Advanced Surface Ablation (ASA)
For patients with conditions such as thin corneas and loose skin of the cornea that make LASIK less than ideal, advanced surface ablation (ASA) is an excellent alternative for treating nearsightedness, farsightedness and astigmatism. In an ASA procedure, the vision correction is performed on the surface of the eye instead of under a flap in the cornea. This makes it a more extensive procedure than LASIK with a longer recovery time, but the results are very similar.
Usually, patients see well within several days after ASA treatment and only use medicated drops for the first several weeks after the procedure.
Before the development of LASIK, laser vision correction was first performed on the surface of the eye and was called photorefractive keratectomy (PRK). PRK has been shown to have identical long-term visual results as LASIK, but it has the disadvantage of slower visual recovery, sometimes as long as six weeks, and more discomfort. Traditional PRK also required the use of medicated eye drops usually for three or more months.
ASA has a faster visual recovery timeframe than PRK and is more comfortable for the patient. This is due to improved surgical methods that were not available when PRK was first developed.
ASA treats the surface of the cornea: no flap is made. ASA uses excimer lasers capable of eye tracking and wavefront customized treatment to reshape the front surface of the cornea to correct vision. A temporary soft contact lens is placed on the eye for a few days following surgery to assist in the healing process.
The actual treatment time for each eye is very brief, lasting just a few minutes.
- In ASA, anesthetic drops are applied to the eye for comfort.
- The epithelium, or surface layer of the cornea, is then gently removed by a soft automated brush.
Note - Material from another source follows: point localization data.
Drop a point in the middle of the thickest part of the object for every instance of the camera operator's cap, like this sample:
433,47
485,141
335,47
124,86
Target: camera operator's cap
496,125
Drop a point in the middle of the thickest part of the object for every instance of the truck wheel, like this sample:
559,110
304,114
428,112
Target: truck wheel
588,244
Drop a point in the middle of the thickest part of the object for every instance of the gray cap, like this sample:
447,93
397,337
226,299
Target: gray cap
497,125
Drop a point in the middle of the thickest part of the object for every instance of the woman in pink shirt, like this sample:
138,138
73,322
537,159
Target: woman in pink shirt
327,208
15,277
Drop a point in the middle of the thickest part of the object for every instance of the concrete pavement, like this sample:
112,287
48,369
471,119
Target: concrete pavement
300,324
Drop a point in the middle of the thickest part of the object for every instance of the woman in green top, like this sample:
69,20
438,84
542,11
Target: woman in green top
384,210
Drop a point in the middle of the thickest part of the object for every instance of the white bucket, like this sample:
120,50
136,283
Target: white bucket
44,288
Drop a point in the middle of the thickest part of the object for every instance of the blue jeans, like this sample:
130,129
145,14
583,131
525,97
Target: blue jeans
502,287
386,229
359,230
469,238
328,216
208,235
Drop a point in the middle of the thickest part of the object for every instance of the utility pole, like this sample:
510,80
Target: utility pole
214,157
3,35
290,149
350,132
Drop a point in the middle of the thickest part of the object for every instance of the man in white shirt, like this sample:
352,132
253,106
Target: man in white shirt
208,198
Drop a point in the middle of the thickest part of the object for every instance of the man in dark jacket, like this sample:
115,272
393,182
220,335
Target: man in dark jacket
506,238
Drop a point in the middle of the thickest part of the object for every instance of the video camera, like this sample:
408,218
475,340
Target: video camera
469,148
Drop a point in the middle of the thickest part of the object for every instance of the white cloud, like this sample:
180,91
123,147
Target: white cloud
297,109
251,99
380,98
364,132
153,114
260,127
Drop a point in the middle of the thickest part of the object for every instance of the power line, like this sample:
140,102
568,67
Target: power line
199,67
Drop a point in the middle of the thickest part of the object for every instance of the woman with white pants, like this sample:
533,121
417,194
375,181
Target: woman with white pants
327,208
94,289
- Laser treatment is then performed to reshape the eye to the appropriate prescription.
- Immediately after the laser treatment, a chilled physiologically balanced solution is used to rinse the cornea.
- Finally, a clear bandage contact lens is placed on the eye for several days until the epithelium regenerates.
Following your procedure, your eye(s) may be shielded for protection. Your vision will probably be a little blurry at first, so someone will need to drive you home. You should relax for the rest of the day. You may experience mild to moderate discomfort for two or three days. You will be given instructions on how to manage this discomfort before you leave.
Usually patients see well within several days after ASA treatment and use medicated drops for only the first several weeks after the procedure. Most patients resume normal activities within two to three days. Vision can fluctuate for up to six months.
You may be a candidate for ASA if you:
- Want to reduce or eliminate your dependence on glasses or contacts.
- Are over 18 years of age.
- Have had a stable eye prescription for at least one year.
- Have no health issues affecting your eyes.
- Have wide pupils.
- Have corneas too thin for LASIK.
- Want to avoid LASIK flap complications.
- Cannot have LASIK because of eye pressure problems (glaucoma) or corneal dystrophy.
ASA has enhanced the lives of many people. However, it is important that your expectations be realistic and your decision to have ASA is based on fact. To determine if you are a good candidate, your doctor will perform special tests using state-of-the-art technology. Most of our patients are extremely happy with their vision after ASA and can do the majority of their normal activities without dependence on corrective lenses.
Serious complications with ASA are extremely rare. ASA is a safe, effective and permanent procedure, but like any surgical procedure, it does have some risks. Many of the risks and complications associated with this procedure can be reduced or eliminated through careful patient selection and thorough pre-operative testing.